5. Although December 1, 2011 is slightly outside the time period at issue, entries on that date are cited by Plaintiff and are used by the undersigned as examples.
6. Moreover, diagnoses do not establish disability. See Wind v. Barnhart, 133 F. App'x 684, 690 (11th Cir. 2005) ("[A] diagnosis or a mere showing of a deviation from purely medical standards of bodily perfection or normality is insufficient [to prove disability]; instead, the claimant must show the effect of the impairment on her ability to work.") (quotations omitted).
7. Plaintiff should also not be heard to argue that the ALJ should have given weight to some but not all of the record notations.
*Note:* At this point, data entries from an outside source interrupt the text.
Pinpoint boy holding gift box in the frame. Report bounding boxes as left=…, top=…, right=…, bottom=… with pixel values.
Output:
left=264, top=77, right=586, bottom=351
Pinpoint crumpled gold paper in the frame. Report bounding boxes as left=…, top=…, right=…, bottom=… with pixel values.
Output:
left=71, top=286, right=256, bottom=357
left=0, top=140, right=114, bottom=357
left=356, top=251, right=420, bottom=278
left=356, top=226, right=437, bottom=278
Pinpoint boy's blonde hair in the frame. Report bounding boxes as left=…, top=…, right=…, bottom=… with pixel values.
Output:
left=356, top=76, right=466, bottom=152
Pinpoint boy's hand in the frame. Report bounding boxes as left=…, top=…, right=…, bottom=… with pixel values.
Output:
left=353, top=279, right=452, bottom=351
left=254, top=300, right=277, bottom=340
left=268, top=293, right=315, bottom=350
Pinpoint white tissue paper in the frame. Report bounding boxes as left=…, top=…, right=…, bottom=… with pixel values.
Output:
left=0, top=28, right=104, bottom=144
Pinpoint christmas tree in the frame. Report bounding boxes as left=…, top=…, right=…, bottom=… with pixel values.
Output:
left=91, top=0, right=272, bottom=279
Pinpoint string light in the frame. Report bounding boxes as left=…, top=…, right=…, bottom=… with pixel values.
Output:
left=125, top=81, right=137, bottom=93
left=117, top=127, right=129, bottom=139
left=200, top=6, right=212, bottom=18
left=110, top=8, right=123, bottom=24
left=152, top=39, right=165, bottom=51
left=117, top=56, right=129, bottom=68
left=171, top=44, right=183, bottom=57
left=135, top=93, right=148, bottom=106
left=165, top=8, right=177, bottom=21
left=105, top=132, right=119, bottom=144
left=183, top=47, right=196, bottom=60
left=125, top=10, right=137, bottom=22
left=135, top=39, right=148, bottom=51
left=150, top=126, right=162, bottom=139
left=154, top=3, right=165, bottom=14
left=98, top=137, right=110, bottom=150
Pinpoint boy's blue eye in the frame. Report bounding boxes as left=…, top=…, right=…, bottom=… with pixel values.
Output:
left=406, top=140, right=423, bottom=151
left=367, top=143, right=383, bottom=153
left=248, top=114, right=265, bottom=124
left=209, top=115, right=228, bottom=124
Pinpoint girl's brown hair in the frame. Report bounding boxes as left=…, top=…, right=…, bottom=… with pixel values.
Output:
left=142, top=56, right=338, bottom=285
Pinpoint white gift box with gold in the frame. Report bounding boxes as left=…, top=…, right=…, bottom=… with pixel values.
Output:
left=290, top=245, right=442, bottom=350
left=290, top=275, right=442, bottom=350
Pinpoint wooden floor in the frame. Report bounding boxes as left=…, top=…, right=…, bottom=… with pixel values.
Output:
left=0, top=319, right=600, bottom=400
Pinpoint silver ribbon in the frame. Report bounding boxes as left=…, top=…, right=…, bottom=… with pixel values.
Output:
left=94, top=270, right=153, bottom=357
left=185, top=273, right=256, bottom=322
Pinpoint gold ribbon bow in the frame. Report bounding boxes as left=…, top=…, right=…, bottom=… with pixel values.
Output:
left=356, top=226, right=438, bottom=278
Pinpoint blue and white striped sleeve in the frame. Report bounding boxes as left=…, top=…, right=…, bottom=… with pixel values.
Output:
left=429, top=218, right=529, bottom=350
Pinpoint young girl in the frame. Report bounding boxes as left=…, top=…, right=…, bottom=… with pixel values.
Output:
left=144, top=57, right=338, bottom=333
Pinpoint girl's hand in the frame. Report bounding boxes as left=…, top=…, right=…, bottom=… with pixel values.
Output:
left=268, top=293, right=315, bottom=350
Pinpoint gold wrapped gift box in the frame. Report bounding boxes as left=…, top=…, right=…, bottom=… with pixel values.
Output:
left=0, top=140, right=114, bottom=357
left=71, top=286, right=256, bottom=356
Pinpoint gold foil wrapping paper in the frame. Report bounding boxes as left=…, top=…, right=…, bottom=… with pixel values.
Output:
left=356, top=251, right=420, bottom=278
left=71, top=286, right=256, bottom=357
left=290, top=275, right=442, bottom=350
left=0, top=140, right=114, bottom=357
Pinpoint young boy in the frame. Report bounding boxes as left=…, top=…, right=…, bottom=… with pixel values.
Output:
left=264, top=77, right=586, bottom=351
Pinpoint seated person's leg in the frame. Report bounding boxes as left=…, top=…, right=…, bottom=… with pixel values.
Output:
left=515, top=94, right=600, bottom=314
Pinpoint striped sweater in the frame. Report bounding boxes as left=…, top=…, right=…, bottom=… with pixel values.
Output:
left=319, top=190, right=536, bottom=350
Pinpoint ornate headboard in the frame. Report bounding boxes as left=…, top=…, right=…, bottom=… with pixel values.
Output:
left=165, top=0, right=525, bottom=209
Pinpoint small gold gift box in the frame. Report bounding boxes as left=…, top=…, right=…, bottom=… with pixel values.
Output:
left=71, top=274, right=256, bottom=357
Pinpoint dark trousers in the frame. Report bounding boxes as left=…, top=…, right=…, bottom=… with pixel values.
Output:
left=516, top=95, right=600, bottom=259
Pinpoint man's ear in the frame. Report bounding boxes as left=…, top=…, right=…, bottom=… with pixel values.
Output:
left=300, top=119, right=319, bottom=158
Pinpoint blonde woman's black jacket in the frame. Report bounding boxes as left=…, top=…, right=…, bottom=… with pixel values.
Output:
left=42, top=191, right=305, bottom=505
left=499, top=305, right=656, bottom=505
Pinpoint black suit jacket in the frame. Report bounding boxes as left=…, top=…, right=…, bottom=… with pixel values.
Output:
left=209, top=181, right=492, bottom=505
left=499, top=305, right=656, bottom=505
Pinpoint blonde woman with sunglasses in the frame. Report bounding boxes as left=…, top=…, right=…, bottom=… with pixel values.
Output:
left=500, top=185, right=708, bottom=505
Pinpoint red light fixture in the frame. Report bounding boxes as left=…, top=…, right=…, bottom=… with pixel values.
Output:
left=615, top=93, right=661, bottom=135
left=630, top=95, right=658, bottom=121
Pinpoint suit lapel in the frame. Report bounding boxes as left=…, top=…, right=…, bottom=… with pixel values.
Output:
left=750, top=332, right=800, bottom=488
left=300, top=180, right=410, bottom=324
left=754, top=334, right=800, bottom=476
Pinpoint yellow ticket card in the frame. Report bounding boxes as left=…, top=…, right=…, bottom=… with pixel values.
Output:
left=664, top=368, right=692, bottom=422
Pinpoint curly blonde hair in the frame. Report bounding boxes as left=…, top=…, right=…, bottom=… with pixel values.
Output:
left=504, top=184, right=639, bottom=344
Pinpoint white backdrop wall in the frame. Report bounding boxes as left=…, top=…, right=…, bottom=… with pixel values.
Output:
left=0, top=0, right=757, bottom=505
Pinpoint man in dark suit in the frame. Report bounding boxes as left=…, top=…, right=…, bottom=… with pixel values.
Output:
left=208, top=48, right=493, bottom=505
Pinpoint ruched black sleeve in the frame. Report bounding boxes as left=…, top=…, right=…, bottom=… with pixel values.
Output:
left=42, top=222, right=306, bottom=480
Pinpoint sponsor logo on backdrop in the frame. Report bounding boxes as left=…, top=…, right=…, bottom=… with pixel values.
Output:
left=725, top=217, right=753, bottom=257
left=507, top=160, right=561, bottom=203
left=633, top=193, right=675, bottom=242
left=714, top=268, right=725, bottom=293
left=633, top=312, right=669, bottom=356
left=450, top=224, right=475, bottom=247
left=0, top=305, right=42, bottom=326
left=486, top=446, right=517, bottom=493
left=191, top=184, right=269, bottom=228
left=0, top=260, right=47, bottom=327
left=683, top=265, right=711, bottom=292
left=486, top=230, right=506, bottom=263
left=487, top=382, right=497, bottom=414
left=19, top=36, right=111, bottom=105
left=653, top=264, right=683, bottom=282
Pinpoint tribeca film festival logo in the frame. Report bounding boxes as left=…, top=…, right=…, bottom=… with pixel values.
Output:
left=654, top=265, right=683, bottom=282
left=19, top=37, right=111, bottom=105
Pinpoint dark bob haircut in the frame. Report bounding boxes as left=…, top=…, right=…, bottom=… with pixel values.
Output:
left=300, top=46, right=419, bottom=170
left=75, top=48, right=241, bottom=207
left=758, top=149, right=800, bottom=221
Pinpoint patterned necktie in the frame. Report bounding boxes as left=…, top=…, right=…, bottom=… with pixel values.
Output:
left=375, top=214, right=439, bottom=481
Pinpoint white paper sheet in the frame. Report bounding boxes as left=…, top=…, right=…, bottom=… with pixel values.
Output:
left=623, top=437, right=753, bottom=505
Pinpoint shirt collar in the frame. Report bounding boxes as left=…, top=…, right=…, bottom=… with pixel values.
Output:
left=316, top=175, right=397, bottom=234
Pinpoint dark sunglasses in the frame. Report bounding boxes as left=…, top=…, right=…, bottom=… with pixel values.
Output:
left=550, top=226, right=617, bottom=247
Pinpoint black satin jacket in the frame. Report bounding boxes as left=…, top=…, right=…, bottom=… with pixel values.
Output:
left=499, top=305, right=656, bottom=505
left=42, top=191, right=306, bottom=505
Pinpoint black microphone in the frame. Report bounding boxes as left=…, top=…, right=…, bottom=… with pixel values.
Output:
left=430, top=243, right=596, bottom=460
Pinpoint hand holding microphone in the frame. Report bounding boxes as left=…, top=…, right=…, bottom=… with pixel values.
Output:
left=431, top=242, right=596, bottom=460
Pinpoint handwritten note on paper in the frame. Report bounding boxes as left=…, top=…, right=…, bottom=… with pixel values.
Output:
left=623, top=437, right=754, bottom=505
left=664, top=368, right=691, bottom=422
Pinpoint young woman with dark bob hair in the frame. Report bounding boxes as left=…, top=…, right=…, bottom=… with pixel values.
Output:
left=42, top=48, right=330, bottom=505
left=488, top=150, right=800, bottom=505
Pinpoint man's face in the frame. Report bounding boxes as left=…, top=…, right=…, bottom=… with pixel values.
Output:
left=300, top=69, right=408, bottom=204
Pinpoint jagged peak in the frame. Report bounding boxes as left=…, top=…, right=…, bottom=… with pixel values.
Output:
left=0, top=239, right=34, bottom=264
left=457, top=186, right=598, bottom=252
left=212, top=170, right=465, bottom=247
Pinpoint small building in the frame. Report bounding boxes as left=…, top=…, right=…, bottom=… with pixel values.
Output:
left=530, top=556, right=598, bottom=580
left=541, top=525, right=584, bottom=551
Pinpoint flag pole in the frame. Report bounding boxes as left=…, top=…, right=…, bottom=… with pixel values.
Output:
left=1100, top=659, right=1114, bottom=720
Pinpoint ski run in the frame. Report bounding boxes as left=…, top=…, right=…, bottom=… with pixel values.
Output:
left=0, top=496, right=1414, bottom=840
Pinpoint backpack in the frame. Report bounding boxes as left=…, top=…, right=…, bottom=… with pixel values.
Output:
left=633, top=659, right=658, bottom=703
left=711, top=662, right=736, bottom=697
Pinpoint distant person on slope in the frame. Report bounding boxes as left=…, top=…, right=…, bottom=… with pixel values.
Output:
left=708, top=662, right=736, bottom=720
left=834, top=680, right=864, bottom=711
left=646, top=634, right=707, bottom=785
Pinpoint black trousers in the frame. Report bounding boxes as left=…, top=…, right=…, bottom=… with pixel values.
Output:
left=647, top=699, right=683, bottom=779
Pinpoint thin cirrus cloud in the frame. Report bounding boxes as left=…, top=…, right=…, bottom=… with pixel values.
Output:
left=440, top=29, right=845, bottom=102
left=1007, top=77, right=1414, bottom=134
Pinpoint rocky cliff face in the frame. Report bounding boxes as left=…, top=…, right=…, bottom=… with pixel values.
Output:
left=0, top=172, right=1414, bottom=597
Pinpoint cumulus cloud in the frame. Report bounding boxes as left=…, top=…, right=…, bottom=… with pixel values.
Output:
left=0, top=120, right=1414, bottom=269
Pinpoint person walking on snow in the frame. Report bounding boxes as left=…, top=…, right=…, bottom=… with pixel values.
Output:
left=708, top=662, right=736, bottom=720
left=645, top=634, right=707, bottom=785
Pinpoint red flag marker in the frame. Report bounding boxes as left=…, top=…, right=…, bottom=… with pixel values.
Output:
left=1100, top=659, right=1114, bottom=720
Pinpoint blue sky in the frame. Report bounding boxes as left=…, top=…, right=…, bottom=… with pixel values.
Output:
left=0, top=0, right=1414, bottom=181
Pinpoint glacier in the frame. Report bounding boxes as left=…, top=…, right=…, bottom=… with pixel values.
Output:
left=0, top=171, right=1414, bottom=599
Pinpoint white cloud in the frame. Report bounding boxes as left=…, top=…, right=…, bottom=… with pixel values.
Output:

She sets forth no basis to make such a distinction, and the undersigned discerns none. The cited notes simply do not constitute opinion evidence.
8. Although the undersigned does not rely on unpublished opinions as binding precedent, they may be cited throughout this Report and Recommendation as persuasive authority on a particular point. Rule 32.1 of the Federal Rules of Appellate Procedure expressly permits a court to cite to unpublished opinions that have been issued on or after January 1, 2007. Fed. R. App. P. 32.1(a).
9. SSR 96-7p, which was in effect when the ALJ issued her decision, has been superseded by SSR 16-3p effective March 28, 2016. See SSR 16-3p, 2016 WL 1119029.